Sidda growled warningly, and he smirked at her and kissed her on the lips, and then the throat, where he could feel the vibrations from her growling. So alive…
"I dreamed that everyone was dead," he said honestly.
"Well, you probably share that one with half the transgenics here," she teased.
Alec shook his head and glanced at Robin, who was buried in a book again. "First I found Robin and Seth's bodies…" Apparently Robin wasn't as engrossed in her book as he thought. She glanced up at him, her expression half-amused and half-horrified.
"What happened to us?" she asked.
"Not sure, you'd been dead for a bit," Alec said, shrugging. He remembered the angry and afraid look on Seth's face. "But I'm pretty sure you died before Seth did."
"Poor Seth," Sidda said sympathetically. She rested her elbows on Alec's chest, and grinned as he half-scowled at her for digging her sharp bones into his chest. "So let me guess, you found me next."
"Yeah. They were cutting you up, like a failed experiment back at Manticore…" His throat closed up as he remembered who had been digging into Sidda. Could he tell her that part? What would she think of him if she knew that Alec had dreamed of himself killing her?
Sidda tapped her chin, her eyes unfocusing for a moment like she was deeply considering a very serious question. "Hmm, that's sort of strange, really, since Manticore isn't a huge concern anymore."
"I know…" His gaze slid away from Sidda, and her eyebrows rose.
"There's more, isn't there?"
"You're always in intuitive mode at the worst of times," he grumbled. She smirked, but didn't say anything, determinedly waiting for his answer. She wasn't going to allow him a chance to distract her with conversation about another topic.
"I saw… a man. He was pulling some small, dark thing out of your body. I think it was your heart. And when he turned around…" Alec swallowed, the sound seeming to echo strangely. "It was 494. Me."
"That's all?" Sidda stared at him a moment. "That scared you?"
"Well, it was more the fact that it was me that scared me," Alec responded defensively, "And scared isn't the right word. Let's go with freaked." Freaked was a more manly term anyways.
Sidda sighed and shook her head. "So you're worried that you have a secret desire to hurt me or something?" she asked. At Alec's guilty look she smiled and kissed his cheek. "You're such an idiot. I know you would never do that, even if you don't."

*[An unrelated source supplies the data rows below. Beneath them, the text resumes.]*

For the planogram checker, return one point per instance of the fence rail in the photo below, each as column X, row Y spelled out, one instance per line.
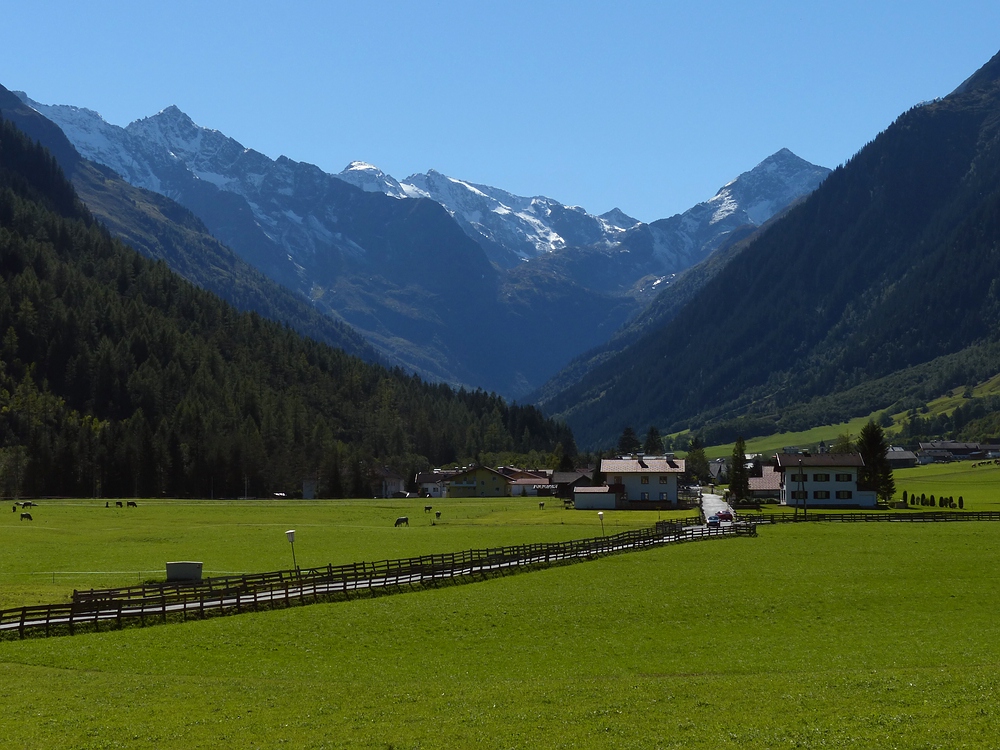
column 113, row 606
column 876, row 517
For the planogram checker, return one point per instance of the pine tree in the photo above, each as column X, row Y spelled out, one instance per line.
column 628, row 443
column 739, row 477
column 654, row 443
column 876, row 474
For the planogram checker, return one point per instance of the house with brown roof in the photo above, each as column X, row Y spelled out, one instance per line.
column 824, row 480
column 641, row 479
column 478, row 481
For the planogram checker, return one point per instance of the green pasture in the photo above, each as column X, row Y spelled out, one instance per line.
column 81, row 544
column 944, row 404
column 978, row 485
column 826, row 635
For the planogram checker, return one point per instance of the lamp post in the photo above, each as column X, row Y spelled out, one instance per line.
column 291, row 540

"Maybe it was your twin, that Ben kid," Robin said. She'd given up on her book and had listened to him finishing the rest of his story; with transgenic hearing, there really had been no point to even pretending not to be listening in on the conversation. "And maybe it was just fears over what will happen to Sidda because you got her pregnant."

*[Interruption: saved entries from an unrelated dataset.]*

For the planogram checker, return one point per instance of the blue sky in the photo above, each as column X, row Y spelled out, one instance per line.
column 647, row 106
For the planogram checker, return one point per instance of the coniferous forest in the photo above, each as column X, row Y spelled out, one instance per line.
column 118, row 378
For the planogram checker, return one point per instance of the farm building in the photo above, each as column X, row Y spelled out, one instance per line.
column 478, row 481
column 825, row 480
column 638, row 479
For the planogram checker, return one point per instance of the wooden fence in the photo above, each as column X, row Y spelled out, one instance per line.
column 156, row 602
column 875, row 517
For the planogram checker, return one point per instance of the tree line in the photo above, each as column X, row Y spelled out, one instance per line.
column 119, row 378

Sidda mouthed 'thank you' at Robin and then nodded at Alec. "See? Robin is good at interpreting dreams or nightmares, whatever. You're fine. You just express fears in weird ways." She chuckled and sat back. "Remind me to never accuse you of making life difficult for me again, oh giant one."
Alec frowned, trying to decide if Robin was right, or if she was just saying it to make him feel better. He knew that it hadn't been Ben, but the other part… well, it would be nice to think that that was all it was. "I am sorry about being so tall,' he said. "Maybe you'll get lucky though and it'll be a shorty like you."
"Hey!" Sidda gave him a playful swat on the shoulder. "Just because you had a nightmare doesn't mean you get to say whatever you want."
"But it might make me feel better…"
"Oh, is that so?" Sidda was half amused, half disbelieving at his audacity to use his nightmare to any advantage he could. "You're incorrigible."